Title
Philippine Stock Exchange, Inc. vs. Court of Appeals
Case
G.R. No. 125469
Decision Date
Oct 27, 1997
PALI sought public listing, but PSE denied due to unresolved ownership claims by Marcos heirs. SEC reversed, but Supreme Court upheld PSE's discretion, citing sequestration and investor concerns.

Case Summary (G.R. No. 125469)

Factual Background

Puerto Azul Land, Inc. (PALI) sought to raise funds by offering its shares to the public and, having obtained a permit to sell from the SEC in January 1995, applied to the PSE for listing. The PSE Listing Committee recommended approval on February 8, 1996. On February 14, 1996, the heirs of Ferdinand E. Marcos notified the PSE that certain properties claimed by PALI formed part of the Marcos estate and requested deferral of PALI’s listing; PALI denied ownership of the resort facilities claimed and explained that Ternate Development Corporation owned only 1.20% of PALI. The PSE sought PCGG comment and learned of a TRO issued March 4, 1996 enjoining interference with PALI’s application.

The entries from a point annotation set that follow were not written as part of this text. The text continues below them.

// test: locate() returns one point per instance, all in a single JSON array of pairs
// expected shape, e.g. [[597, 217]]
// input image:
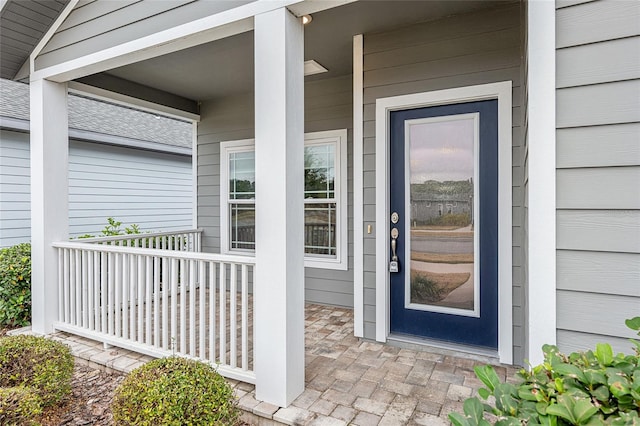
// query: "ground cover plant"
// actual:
[[174, 391], [35, 373], [582, 388]]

The PSE Board nevertheless denied the listing on March 27, 1996, citing serious claims and circumstances affecting PALI’s ownership of assets.

Administrative Proceedings before the SEC

PALI wrote the SEC on April 11, 1996 requesting review of the PSE decision. The SEC directed the PSE to comment and thereafter, on April 24, 1996, invoked its authority under Section 3 of the Revised Securities Act and Sections 3, 6(j) and 6(m) of P.D. No. 902-A to set aside the PSE Board decision and ordered the immediate listing of PALI shares, subject only to further disclosure the PSE might require. The SEC denied PSE’s motion for reconsideration on May 9, 1996 but required PALI to amend its registration statement to disclose material facts.

Proceedings in the Court of Appeals

The PSE filed a petition for review with application for injunctive relief in the Court of Appeals on May 17, 1996. The Court of Appeals dismissed the petition by resolution dated June 27, 1996, upholding the SEC’s exercise of jurisdiction and authority to review and reverse the PSE’s decision under Section 3 of the Revised Securities Act, Sections 6(j) and 6(m) of P.D. No. 902-A, and Section 38(b) of the Revised Securities Act, and concluding that PALI had complied with listing requirements and that the PSE acted arbitrarily in denying the listing.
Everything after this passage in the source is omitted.